2. The information pushing method based on user behavior as claimed in claim 1,

setting an effective calculation period, updating the preference result at regular time in the period, and recalculating all the user behavior calculation results in the effective calculation period to obtain a new preference result.

3. The information pushing method based on user behavior as claimed in claim 2,

and dividing the user behavior calculation result into a plurality of statistical categories, and setting different effective calculation periods for the calculation results of different statistical categories.

4. The information pushing method based on user behavior as claimed in claim 1,

and when the preference result is calculated, setting different calculation weights according to the generation time of the user behavior result.

5. The information pushing method based on user behavior as claimed in claim 1,

when the preference result of the user is calculated, the closer the generation time of the user behavior result is to the current time, the larger the corresponding calculation weight is.

6. The information pushing method based on user behavior as claimed in claim 1,

if the text data is browsed by the user currently, the type of the text data browsed by the user is obtained, and a plurality of text data are selected from other text data of the type and pushed to the user.

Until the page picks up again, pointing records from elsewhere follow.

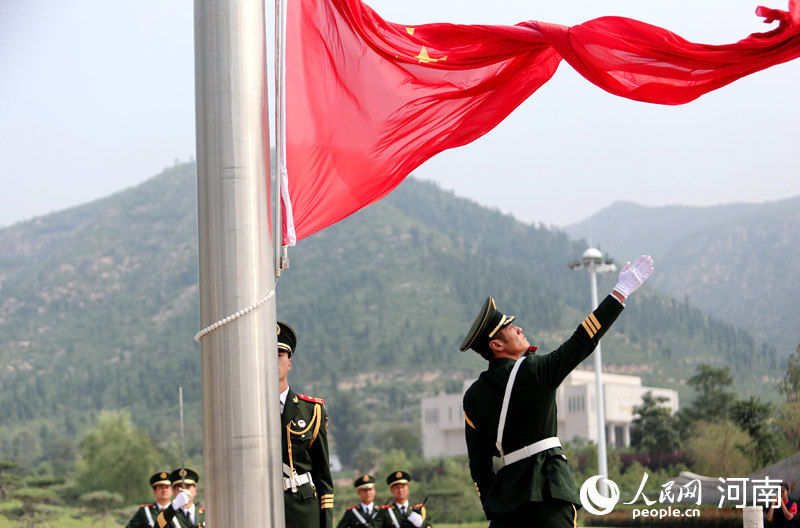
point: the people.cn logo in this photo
(595, 502)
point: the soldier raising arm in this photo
(515, 458)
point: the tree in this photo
(102, 503)
(716, 448)
(117, 455)
(346, 429)
(790, 384)
(712, 401)
(37, 500)
(753, 417)
(654, 429)
(5, 465)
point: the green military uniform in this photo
(397, 516)
(181, 519)
(539, 485)
(307, 482)
(146, 515)
(304, 437)
(361, 516)
(172, 517)
(357, 517)
(392, 517)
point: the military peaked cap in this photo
(287, 339)
(162, 477)
(398, 477)
(485, 327)
(184, 475)
(366, 481)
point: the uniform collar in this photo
(500, 362)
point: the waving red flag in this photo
(368, 101)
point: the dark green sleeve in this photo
(345, 522)
(480, 454)
(321, 470)
(165, 516)
(555, 366)
(379, 521)
(139, 520)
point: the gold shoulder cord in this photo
(289, 434)
(316, 426)
(289, 449)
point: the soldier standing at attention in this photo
(307, 483)
(515, 458)
(183, 513)
(400, 514)
(364, 514)
(146, 515)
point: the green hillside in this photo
(733, 261)
(98, 306)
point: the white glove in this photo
(181, 500)
(631, 277)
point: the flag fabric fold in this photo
(367, 101)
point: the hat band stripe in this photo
(475, 336)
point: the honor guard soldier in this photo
(364, 514)
(515, 458)
(183, 512)
(307, 482)
(146, 515)
(401, 514)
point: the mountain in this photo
(734, 261)
(98, 306)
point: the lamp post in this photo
(592, 260)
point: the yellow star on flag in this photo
(424, 57)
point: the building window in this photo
(432, 415)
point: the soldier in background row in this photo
(401, 514)
(182, 512)
(307, 482)
(365, 514)
(145, 516)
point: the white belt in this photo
(294, 480)
(525, 452)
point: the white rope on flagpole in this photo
(244, 311)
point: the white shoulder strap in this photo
(358, 515)
(394, 518)
(504, 410)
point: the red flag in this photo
(368, 101)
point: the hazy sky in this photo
(96, 96)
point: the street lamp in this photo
(592, 260)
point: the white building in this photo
(443, 417)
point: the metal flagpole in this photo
(241, 421)
(180, 407)
(279, 137)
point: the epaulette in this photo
(311, 399)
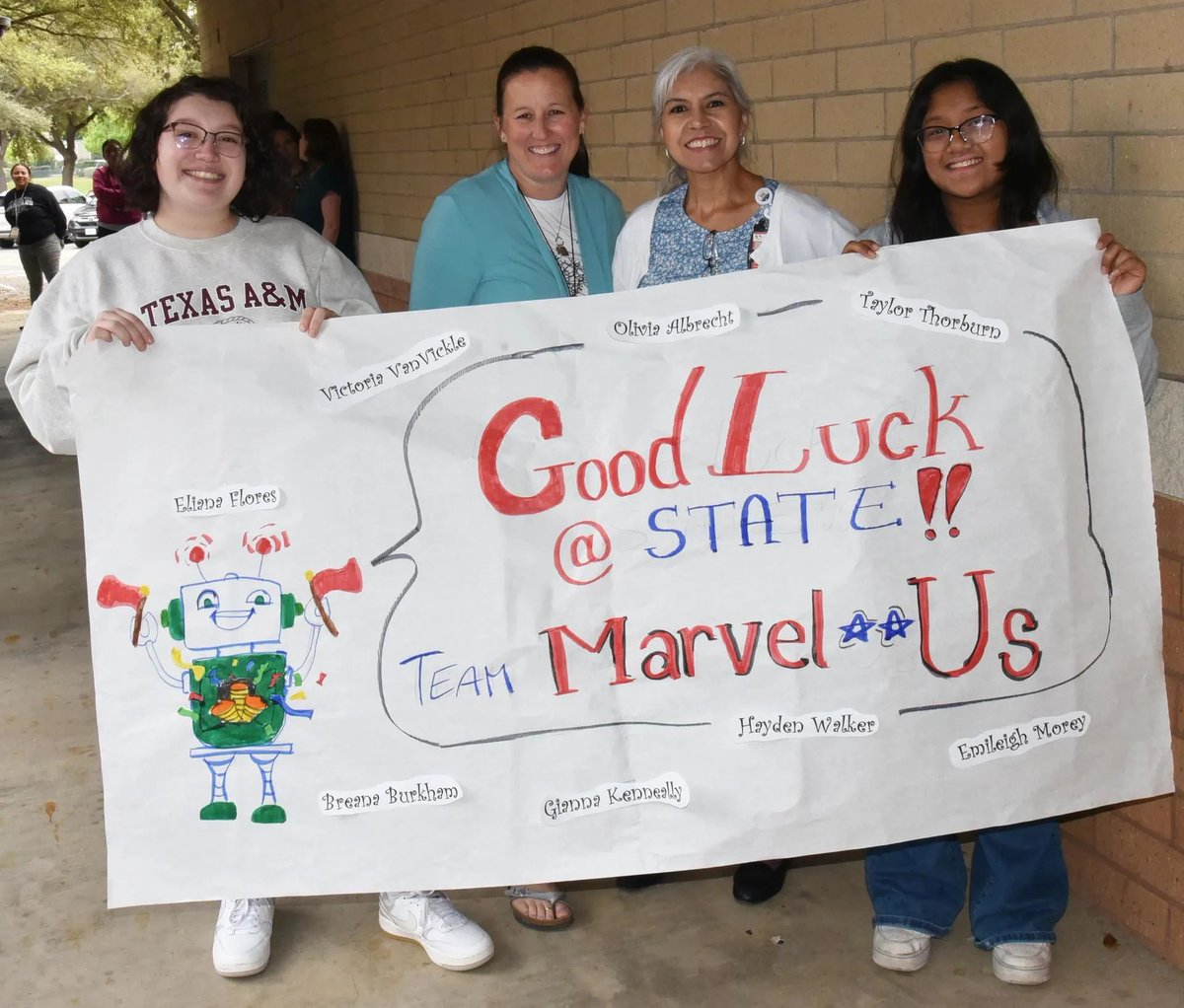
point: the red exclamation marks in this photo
(928, 484)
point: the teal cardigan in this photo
(480, 245)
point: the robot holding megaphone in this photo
(238, 680)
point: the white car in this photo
(69, 199)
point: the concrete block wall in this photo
(411, 82)
(1130, 859)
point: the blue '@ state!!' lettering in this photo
(437, 681)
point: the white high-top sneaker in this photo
(450, 938)
(243, 936)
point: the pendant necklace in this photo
(571, 270)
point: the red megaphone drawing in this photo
(112, 592)
(340, 579)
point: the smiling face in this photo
(964, 171)
(198, 183)
(540, 125)
(702, 122)
(231, 612)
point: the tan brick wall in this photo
(411, 82)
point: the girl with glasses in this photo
(970, 159)
(39, 227)
(202, 164)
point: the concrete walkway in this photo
(686, 943)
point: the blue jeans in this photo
(1018, 884)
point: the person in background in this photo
(716, 217)
(113, 213)
(200, 161)
(970, 158)
(326, 199)
(285, 138)
(38, 227)
(533, 226)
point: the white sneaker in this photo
(903, 949)
(243, 936)
(450, 938)
(1022, 962)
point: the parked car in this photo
(83, 227)
(69, 199)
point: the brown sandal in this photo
(554, 897)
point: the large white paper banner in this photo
(768, 564)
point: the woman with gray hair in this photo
(715, 215)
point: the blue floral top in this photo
(681, 250)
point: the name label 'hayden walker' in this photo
(773, 728)
(427, 789)
(421, 359)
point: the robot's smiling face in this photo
(235, 612)
(231, 612)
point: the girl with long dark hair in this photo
(970, 159)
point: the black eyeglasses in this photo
(188, 136)
(977, 129)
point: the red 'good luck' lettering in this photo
(627, 472)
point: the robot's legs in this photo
(219, 807)
(267, 811)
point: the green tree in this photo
(64, 64)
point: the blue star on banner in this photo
(897, 624)
(856, 629)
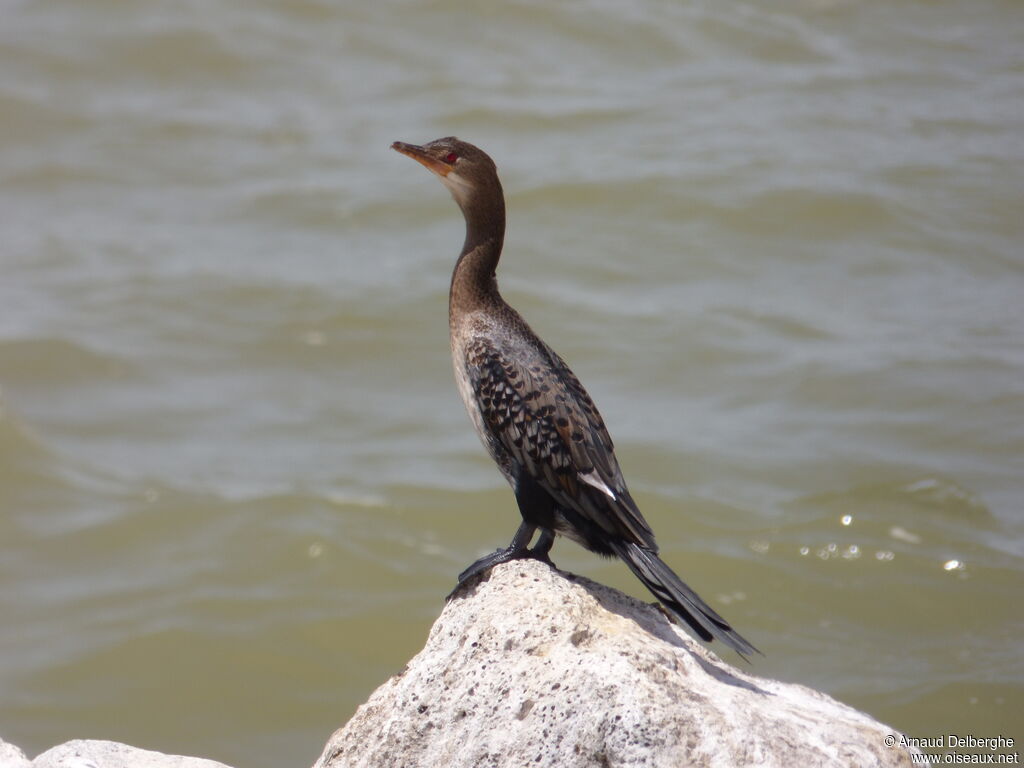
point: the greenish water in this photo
(780, 244)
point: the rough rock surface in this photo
(89, 754)
(536, 667)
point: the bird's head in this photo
(468, 173)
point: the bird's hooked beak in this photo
(421, 156)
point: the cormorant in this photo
(534, 416)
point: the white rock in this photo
(89, 754)
(11, 757)
(535, 667)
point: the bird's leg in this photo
(518, 549)
(543, 547)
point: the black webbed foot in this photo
(517, 550)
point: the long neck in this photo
(473, 282)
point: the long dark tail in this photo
(680, 599)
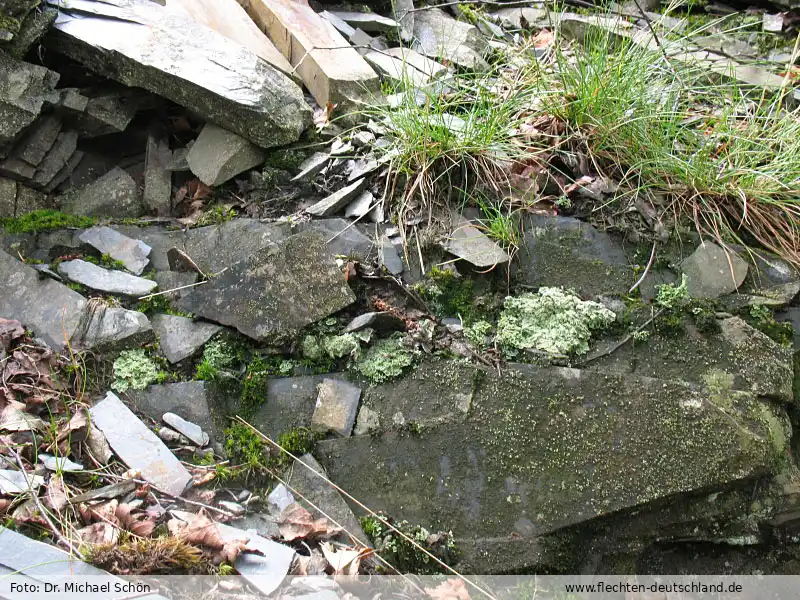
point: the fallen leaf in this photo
(452, 589)
(297, 523)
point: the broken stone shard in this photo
(337, 405)
(275, 291)
(196, 67)
(179, 337)
(138, 447)
(105, 280)
(219, 155)
(131, 253)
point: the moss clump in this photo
(404, 555)
(133, 369)
(45, 220)
(385, 360)
(551, 320)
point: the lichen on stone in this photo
(133, 369)
(385, 360)
(551, 320)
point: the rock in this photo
(131, 253)
(280, 498)
(114, 194)
(60, 463)
(218, 155)
(312, 166)
(190, 400)
(508, 478)
(712, 272)
(138, 447)
(190, 430)
(337, 405)
(380, 321)
(440, 35)
(23, 90)
(157, 195)
(105, 280)
(469, 243)
(17, 482)
(367, 421)
(369, 22)
(180, 338)
(336, 201)
(319, 492)
(217, 78)
(276, 291)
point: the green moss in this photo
(551, 320)
(385, 360)
(134, 369)
(45, 220)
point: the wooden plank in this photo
(330, 68)
(228, 18)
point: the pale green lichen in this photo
(386, 360)
(133, 369)
(551, 320)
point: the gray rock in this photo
(336, 201)
(381, 321)
(190, 400)
(468, 243)
(157, 194)
(276, 291)
(336, 408)
(191, 431)
(138, 447)
(23, 89)
(218, 155)
(115, 194)
(17, 482)
(105, 280)
(131, 253)
(312, 166)
(712, 272)
(180, 338)
(217, 78)
(440, 35)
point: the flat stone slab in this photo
(546, 448)
(105, 280)
(336, 408)
(131, 253)
(218, 155)
(712, 272)
(180, 337)
(138, 447)
(276, 291)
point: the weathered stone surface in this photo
(218, 155)
(192, 431)
(179, 337)
(105, 280)
(712, 272)
(545, 448)
(597, 262)
(276, 291)
(190, 400)
(131, 253)
(138, 447)
(337, 201)
(336, 408)
(23, 89)
(219, 79)
(439, 35)
(115, 194)
(467, 242)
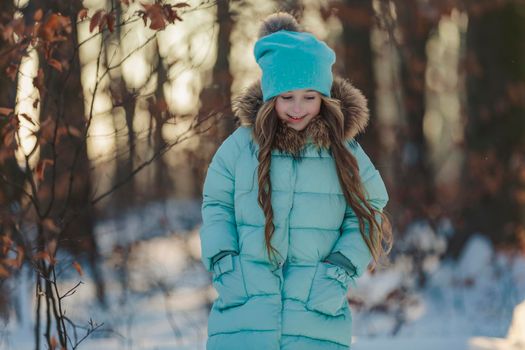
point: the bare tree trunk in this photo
(357, 18)
(495, 133)
(417, 190)
(10, 194)
(216, 97)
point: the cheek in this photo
(315, 108)
(280, 110)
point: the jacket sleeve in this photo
(218, 232)
(351, 244)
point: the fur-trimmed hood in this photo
(353, 105)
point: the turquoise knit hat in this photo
(293, 60)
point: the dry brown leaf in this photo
(77, 267)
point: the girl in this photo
(292, 205)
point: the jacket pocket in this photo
(328, 291)
(228, 280)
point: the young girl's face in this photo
(298, 107)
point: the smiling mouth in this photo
(296, 118)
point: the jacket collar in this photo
(314, 139)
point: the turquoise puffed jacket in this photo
(299, 301)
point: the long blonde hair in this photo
(379, 240)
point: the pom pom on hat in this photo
(292, 60)
(278, 21)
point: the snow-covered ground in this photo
(158, 293)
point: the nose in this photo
(297, 107)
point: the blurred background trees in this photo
(95, 95)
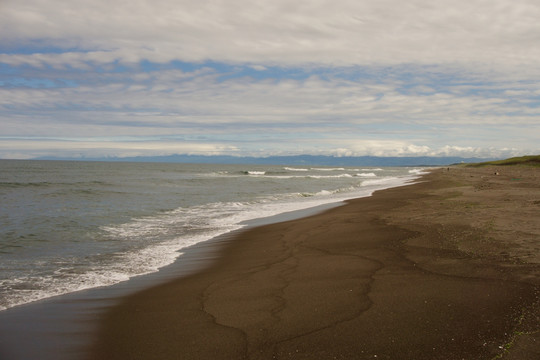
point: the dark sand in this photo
(448, 268)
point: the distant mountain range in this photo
(309, 160)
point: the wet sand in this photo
(448, 268)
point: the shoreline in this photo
(62, 326)
(414, 272)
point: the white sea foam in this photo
(295, 169)
(151, 242)
(328, 169)
(366, 175)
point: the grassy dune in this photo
(531, 160)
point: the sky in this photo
(118, 78)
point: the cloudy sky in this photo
(258, 77)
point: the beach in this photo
(446, 268)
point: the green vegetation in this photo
(531, 160)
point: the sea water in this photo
(72, 225)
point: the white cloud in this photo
(498, 33)
(380, 77)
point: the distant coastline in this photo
(312, 160)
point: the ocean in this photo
(66, 226)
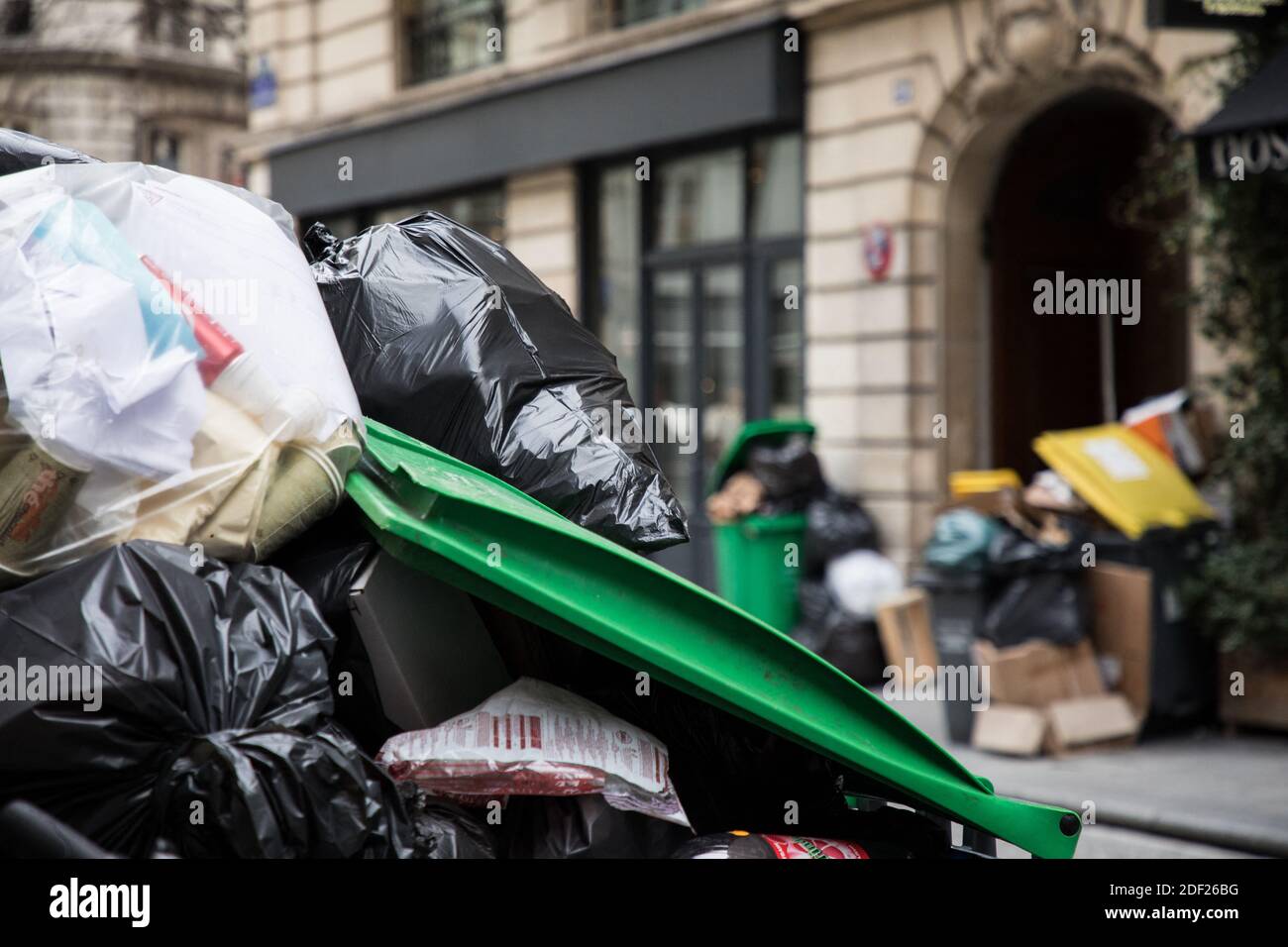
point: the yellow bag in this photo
(1124, 476)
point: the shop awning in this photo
(725, 81)
(1252, 125)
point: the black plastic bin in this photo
(958, 602)
(1183, 661)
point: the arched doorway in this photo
(1056, 215)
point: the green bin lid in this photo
(734, 457)
(447, 518)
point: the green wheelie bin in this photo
(758, 558)
(447, 519)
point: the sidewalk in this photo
(1224, 792)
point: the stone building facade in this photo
(160, 81)
(907, 166)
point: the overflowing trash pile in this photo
(774, 493)
(167, 369)
(201, 655)
(1068, 590)
(450, 339)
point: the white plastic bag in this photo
(168, 369)
(862, 579)
(537, 740)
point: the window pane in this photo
(699, 198)
(619, 269)
(722, 390)
(777, 185)
(673, 384)
(786, 339)
(449, 37)
(629, 12)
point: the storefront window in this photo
(619, 269)
(699, 198)
(786, 338)
(613, 14)
(443, 38)
(776, 179)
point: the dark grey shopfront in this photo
(691, 261)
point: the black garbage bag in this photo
(21, 153)
(1051, 605)
(213, 722)
(1038, 591)
(836, 525)
(789, 471)
(443, 828)
(325, 561)
(587, 827)
(449, 338)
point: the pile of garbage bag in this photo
(180, 673)
(154, 698)
(450, 339)
(844, 575)
(168, 372)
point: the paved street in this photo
(1188, 796)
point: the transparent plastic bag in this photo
(533, 738)
(168, 368)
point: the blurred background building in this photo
(831, 208)
(153, 80)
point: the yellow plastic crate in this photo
(1124, 476)
(966, 482)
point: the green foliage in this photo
(1240, 304)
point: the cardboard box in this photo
(1037, 673)
(1122, 599)
(1073, 724)
(430, 654)
(1064, 727)
(1010, 729)
(903, 625)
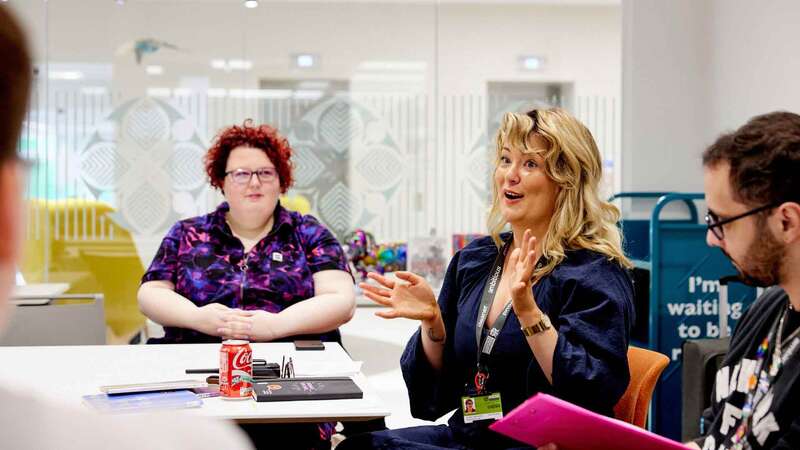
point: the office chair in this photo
(645, 367)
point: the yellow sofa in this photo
(75, 242)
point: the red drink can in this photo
(236, 370)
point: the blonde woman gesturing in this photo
(546, 307)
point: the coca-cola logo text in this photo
(243, 359)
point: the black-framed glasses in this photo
(243, 176)
(715, 224)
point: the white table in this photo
(37, 293)
(66, 373)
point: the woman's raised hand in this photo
(411, 297)
(521, 265)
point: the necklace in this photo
(777, 358)
(760, 380)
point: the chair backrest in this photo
(75, 319)
(645, 367)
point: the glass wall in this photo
(390, 107)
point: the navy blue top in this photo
(589, 300)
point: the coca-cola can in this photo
(236, 370)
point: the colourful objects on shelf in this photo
(367, 256)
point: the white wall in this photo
(694, 69)
(756, 54)
(664, 94)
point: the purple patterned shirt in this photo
(207, 264)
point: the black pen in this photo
(202, 371)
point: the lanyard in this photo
(762, 378)
(485, 346)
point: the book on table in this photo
(544, 419)
(143, 401)
(293, 389)
(153, 386)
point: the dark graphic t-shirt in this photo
(775, 421)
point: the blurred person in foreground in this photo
(752, 187)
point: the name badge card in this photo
(482, 407)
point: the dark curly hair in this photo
(15, 82)
(764, 156)
(263, 137)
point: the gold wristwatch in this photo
(542, 325)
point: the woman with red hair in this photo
(250, 269)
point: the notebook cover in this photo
(543, 419)
(153, 387)
(292, 389)
(143, 401)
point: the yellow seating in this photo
(76, 242)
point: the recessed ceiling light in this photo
(531, 62)
(154, 70)
(69, 75)
(305, 60)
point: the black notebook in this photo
(291, 389)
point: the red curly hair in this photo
(263, 137)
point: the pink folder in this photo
(543, 419)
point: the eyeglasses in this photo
(243, 176)
(715, 224)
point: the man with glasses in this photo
(29, 422)
(752, 185)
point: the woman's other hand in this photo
(214, 320)
(411, 298)
(521, 264)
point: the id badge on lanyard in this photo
(486, 405)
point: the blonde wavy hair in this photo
(581, 219)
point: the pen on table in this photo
(202, 371)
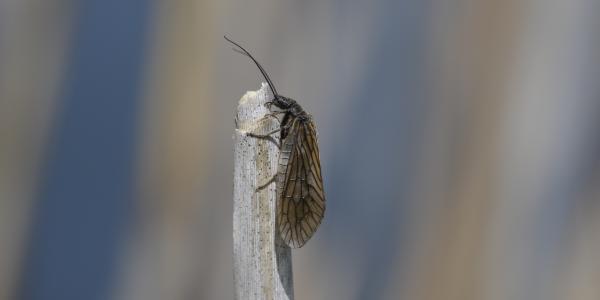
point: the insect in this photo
(300, 205)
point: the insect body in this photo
(300, 198)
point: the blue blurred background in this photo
(460, 143)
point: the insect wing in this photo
(301, 204)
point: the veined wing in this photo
(301, 204)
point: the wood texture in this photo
(262, 262)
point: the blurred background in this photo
(460, 144)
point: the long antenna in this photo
(257, 64)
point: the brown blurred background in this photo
(460, 143)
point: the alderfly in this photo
(300, 198)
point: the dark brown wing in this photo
(301, 204)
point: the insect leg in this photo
(266, 137)
(262, 186)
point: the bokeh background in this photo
(460, 143)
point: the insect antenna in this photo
(245, 52)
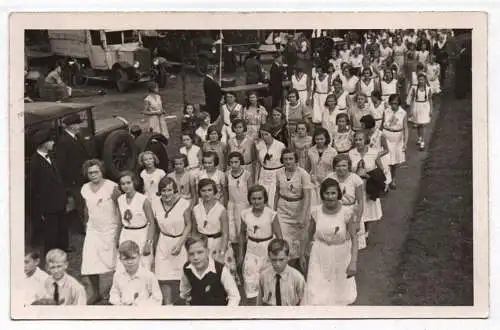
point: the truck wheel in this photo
(119, 153)
(121, 80)
(162, 77)
(157, 143)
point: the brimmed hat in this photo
(72, 119)
(41, 136)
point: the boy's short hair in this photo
(196, 238)
(277, 245)
(32, 253)
(128, 249)
(55, 255)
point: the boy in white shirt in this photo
(135, 285)
(35, 278)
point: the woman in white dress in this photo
(300, 83)
(420, 97)
(350, 83)
(136, 217)
(292, 200)
(334, 251)
(320, 90)
(365, 159)
(259, 225)
(352, 187)
(102, 223)
(388, 85)
(150, 175)
(268, 153)
(153, 108)
(173, 216)
(395, 129)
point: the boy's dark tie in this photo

7. The information pushing method based on user behavior as claimed in claim 6,

the specific method for selecting a plurality of text data from other text data of the category and pushing the selected text data to the user comprises the following steps:

acquiring other text data under the category from the system;

sequencing the acquired text data according to the heat;

and pushing a plurality of the text data ranked at the top to the user.

8. The information pushing method based on user behavior as claimed in claim 6,

acquiring other text data under the category from the system;

sequencing the acquired text data according to the heat degree to obtain a first sequence;

calculating the comprehensive weight of each piece of text data;

pushing a number of the text data ranked top in the third ranking to the user.

9. The information pushing method based on user behavior as claimed in claim 1,

and classifying the text data through an LDA text clustering model, and setting the classification quantity according to the requirement.

10. The information pushing method based on user behavior as claimed in claim 9,

and setting the classification quantity according to the total quantity of the text data.